The time I spent in rose-tinted glasses praising the “A Quiet Place” series has….well and truly passed. I’ve grown older, I’ve gotten tougher skin and my appreciation for what I once thought was an innovative refreshing horror concept has dimmed exponentially. I felt next to nothing watching that “A Quiet Place: Day One” trailer, for I expected it to be more of the same.
Yeah…..it’s just there. At this point, it might as well be just noise.
Michael Sarnoski adjusts quickly to the reins as director, being knowledgeable to the rules and boundaries this franchise has already established and if anything, he gives more depth through his gift of nuance than with the script he conjures up.
The tantalizing New York setting makes for a fantastic end-of-days type of playground to experiment with these types of stories but because it’s been used so often, the novelty of its usage has drastically diminished: something the production design sadly illustrates despite the ash-ridden, desolate, crowded rawness it hoped to provide. Playing fast and loose with geography is practically a given at this point too, by the way. Unfortunately, not every desolate world is ripe with stories to tell as the atmosphere here, while ripe with uncertainty in the opening few minutes, gets lost in translation the longer we go on.
Pat Scola’s cinematography has no shortage of beautiful screensaver-esque shots, although the constant use of grey and other muted colors doesn’t make the visual aesthetic look as appealing (although one could argue that’s kind of the point). The editing is thankfully consistent and does the absolute bare minimum in keeping everything look crisp but none of that can help the action here; if anything, the imprecise set pieces hamper that that the most out of any other factor.

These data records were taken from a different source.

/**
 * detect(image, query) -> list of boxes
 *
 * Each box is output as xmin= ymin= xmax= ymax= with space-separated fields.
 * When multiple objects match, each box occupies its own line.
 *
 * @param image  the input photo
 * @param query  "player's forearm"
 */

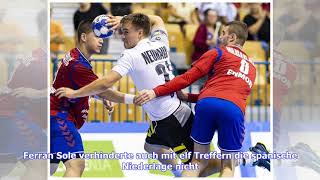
xmin=73 ymin=78 xmax=113 ymax=98
xmin=98 ymin=89 xmax=125 ymax=103
xmin=153 ymin=66 xmax=203 ymax=97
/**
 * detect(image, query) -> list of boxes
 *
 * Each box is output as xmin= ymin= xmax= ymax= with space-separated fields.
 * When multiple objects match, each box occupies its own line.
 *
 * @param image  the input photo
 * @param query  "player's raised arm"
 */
xmin=148 ymin=15 xmax=165 ymax=30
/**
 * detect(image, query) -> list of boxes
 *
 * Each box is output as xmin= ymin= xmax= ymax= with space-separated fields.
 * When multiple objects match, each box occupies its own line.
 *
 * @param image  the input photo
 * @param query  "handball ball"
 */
xmin=92 ymin=15 xmax=114 ymax=39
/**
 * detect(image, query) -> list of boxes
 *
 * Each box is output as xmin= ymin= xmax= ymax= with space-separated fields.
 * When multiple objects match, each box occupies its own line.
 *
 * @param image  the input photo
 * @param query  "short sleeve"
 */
xmin=150 ymin=27 xmax=169 ymax=47
xmin=112 ymin=52 xmax=133 ymax=77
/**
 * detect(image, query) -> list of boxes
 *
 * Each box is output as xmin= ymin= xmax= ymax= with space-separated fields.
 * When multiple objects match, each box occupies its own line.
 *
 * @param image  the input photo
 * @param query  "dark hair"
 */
xmin=226 ymin=21 xmax=248 ymax=46
xmin=120 ymin=13 xmax=150 ymax=37
xmin=77 ymin=19 xmax=94 ymax=43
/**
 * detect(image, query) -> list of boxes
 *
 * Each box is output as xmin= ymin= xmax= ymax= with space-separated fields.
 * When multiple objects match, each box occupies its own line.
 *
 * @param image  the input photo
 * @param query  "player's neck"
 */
xmin=77 ymin=46 xmax=92 ymax=60
xmin=228 ymin=43 xmax=243 ymax=50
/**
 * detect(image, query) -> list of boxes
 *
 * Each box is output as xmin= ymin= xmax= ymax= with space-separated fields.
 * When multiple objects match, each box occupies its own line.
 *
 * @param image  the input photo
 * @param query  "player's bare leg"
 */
xmin=144 ymin=142 xmax=183 ymax=176
xmin=219 ymin=152 xmax=237 ymax=177
xmin=199 ymin=158 xmax=221 ymax=177
xmin=63 ymin=158 xmax=85 ymax=177
xmin=182 ymin=142 xmax=210 ymax=177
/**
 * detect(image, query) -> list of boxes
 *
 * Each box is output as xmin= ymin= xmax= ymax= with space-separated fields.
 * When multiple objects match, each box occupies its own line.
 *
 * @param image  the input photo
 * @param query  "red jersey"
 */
xmin=50 ymin=48 xmax=98 ymax=129
xmin=273 ymin=49 xmax=297 ymax=111
xmin=154 ymin=46 xmax=256 ymax=114
xmin=0 ymin=48 xmax=47 ymax=127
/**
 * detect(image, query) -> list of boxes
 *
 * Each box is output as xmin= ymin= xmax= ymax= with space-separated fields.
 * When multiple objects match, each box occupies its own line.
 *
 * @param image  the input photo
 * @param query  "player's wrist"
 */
xmin=72 ymin=89 xmax=81 ymax=98
xmin=152 ymin=89 xmax=158 ymax=97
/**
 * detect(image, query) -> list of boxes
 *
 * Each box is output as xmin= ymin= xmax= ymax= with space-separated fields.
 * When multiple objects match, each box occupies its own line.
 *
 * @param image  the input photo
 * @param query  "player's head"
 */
xmin=119 ymin=13 xmax=150 ymax=49
xmin=219 ymin=21 xmax=248 ymax=47
xmin=204 ymin=9 xmax=218 ymax=26
xmin=77 ymin=19 xmax=103 ymax=54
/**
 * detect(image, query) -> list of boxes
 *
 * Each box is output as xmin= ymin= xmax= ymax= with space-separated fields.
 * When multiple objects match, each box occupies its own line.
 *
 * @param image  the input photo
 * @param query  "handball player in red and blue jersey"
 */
xmin=50 ymin=19 xmax=122 ymax=177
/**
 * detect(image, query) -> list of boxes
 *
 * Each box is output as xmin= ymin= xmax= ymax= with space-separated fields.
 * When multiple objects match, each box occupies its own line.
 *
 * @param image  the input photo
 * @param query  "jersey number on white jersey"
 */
xmin=155 ymin=60 xmax=174 ymax=97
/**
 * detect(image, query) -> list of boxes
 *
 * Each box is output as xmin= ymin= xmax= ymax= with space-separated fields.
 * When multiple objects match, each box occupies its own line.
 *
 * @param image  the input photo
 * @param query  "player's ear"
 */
xmin=138 ymin=29 xmax=143 ymax=38
xmin=229 ymin=33 xmax=237 ymax=44
xmin=80 ymin=33 xmax=86 ymax=43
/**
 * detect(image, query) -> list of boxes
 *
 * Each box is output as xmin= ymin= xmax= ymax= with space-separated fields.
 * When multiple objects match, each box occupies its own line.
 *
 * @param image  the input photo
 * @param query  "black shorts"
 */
xmin=145 ymin=109 xmax=194 ymax=164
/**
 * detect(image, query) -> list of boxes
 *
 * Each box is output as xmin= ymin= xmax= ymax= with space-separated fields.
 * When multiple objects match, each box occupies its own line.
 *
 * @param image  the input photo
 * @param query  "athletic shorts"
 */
xmin=50 ymin=112 xmax=83 ymax=164
xmin=191 ymin=97 xmax=245 ymax=152
xmin=145 ymin=102 xmax=194 ymax=163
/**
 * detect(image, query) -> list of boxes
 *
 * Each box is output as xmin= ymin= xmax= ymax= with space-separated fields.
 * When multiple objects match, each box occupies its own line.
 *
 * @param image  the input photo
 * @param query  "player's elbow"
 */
xmin=153 ymin=15 xmax=164 ymax=23
xmin=149 ymin=15 xmax=164 ymax=27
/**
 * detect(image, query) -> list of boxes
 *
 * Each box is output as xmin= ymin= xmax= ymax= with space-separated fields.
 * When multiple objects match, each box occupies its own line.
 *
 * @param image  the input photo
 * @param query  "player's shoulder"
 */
xmin=120 ymin=48 xmax=135 ymax=59
xmin=61 ymin=48 xmax=79 ymax=66
xmin=201 ymin=46 xmax=224 ymax=58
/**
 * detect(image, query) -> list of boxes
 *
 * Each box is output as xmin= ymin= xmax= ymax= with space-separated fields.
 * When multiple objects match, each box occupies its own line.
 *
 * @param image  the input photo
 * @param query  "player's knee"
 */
xmin=64 ymin=159 xmax=85 ymax=174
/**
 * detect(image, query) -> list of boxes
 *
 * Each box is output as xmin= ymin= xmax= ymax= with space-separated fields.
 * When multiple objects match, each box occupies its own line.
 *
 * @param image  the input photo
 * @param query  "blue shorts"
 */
xmin=50 ymin=113 xmax=83 ymax=163
xmin=191 ymin=97 xmax=245 ymax=152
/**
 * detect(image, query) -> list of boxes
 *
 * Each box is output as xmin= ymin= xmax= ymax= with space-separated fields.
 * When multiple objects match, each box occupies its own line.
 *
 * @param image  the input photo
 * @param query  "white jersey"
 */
xmin=112 ymin=28 xmax=181 ymax=121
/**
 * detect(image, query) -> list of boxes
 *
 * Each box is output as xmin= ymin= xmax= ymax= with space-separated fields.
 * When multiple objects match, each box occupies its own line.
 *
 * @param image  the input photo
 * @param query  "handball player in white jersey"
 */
xmin=56 ymin=14 xmax=194 ymax=176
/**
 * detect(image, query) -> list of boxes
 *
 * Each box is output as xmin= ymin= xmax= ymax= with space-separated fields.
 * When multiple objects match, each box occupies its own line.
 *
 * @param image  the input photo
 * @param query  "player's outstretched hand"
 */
xmin=55 ymin=87 xmax=77 ymax=99
xmin=107 ymin=15 xmax=122 ymax=31
xmin=134 ymin=89 xmax=156 ymax=105
xmin=103 ymin=99 xmax=114 ymax=114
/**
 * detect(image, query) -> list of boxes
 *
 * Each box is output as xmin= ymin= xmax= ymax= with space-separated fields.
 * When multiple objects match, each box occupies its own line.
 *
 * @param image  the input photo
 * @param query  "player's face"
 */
xmin=120 ymin=22 xmax=143 ymax=49
xmin=85 ymin=31 xmax=103 ymax=54
xmin=219 ymin=26 xmax=233 ymax=46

Marco Beltrami is sorely missed here but Alexis Grapsas fills his shoes well enough to what I thought was an equally competent replacement and while the pacing can be considered questionable, sound design is immersive all around in the way it helps amplifies the hand-held camerawork (and to be honest, conjures up a more definite sense of suspense than the script ever does) and at least it sticks to a lean 99-minute runtime that doesn’t overstay its welcome or overstimulate itself.

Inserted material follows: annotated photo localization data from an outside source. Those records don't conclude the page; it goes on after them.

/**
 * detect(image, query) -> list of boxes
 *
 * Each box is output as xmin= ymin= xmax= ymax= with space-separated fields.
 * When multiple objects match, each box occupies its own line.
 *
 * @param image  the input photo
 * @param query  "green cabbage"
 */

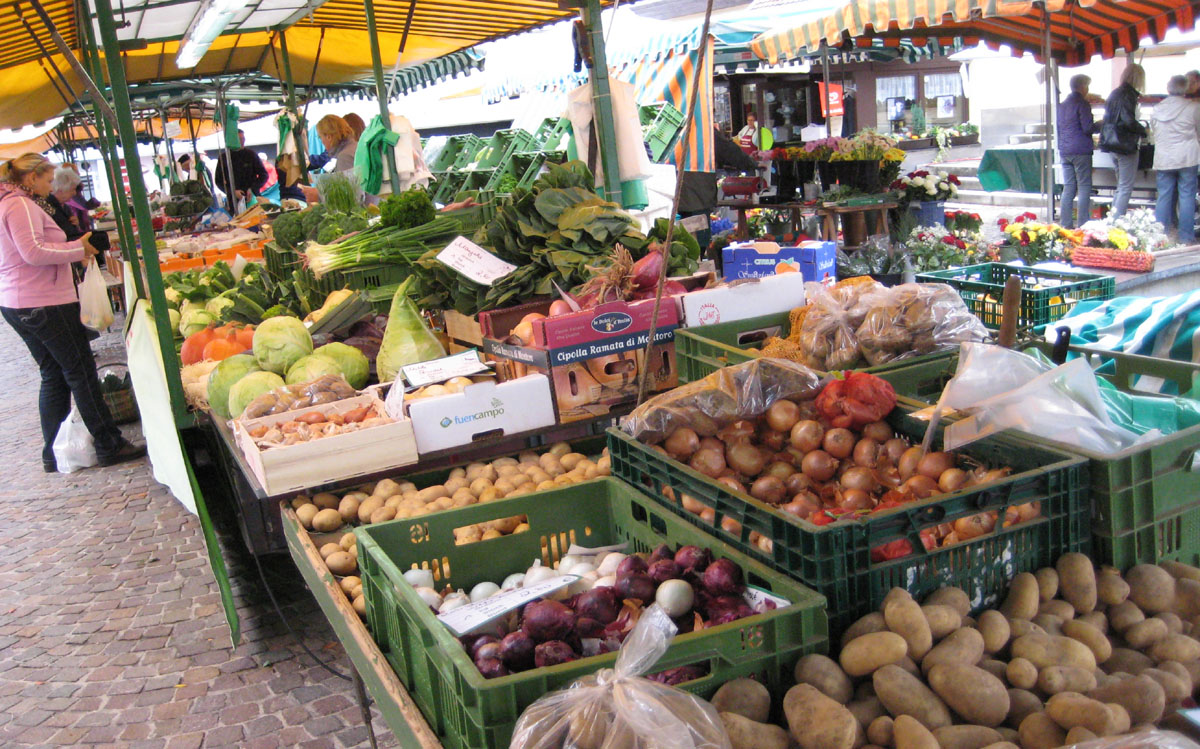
xmin=228 ymin=371 xmax=285 ymax=419
xmin=180 ymin=309 xmax=216 ymax=338
xmin=206 ymin=296 xmax=234 ymax=320
xmin=377 ymin=277 xmax=445 ymax=384
xmin=285 ymin=355 xmax=344 ymax=386
xmin=313 ymin=342 xmax=369 ymax=389
xmin=207 ymin=354 xmax=261 ymax=420
xmin=252 ymin=316 xmax=313 ymax=374
xmin=167 ymin=308 xmax=181 ymax=338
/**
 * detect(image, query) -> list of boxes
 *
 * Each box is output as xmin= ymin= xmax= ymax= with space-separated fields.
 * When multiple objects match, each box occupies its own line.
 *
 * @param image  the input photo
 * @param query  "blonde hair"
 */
xmin=316 ymin=115 xmax=354 ymax=145
xmin=1121 ymin=64 xmax=1146 ymax=92
xmin=0 ymin=153 xmax=53 ymax=185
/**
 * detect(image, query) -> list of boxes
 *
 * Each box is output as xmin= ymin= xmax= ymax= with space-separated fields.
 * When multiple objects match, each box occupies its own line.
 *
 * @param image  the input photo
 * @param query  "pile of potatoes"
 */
xmin=705 ymin=555 xmax=1200 ymax=749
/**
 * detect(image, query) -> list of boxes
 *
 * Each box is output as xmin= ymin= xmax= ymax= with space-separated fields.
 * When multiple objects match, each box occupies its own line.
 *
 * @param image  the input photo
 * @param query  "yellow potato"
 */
xmin=296 ymin=503 xmax=319 ymax=529
xmin=312 ymin=492 xmax=340 ymax=510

Our cast of characters aren’t the best this time around, their personalities shallow and undefined outside the main lead and in the context of this wider universe, they’re given less time for us to care about them. The actors do their best to make up for what little they’re given but Lupita Nyong’o’s empathy and emotive composure stands out above all else.
Sucks the dialogue they’re stuck with is amateur. But as expected, we get the most mileage out of them when they don’t speak.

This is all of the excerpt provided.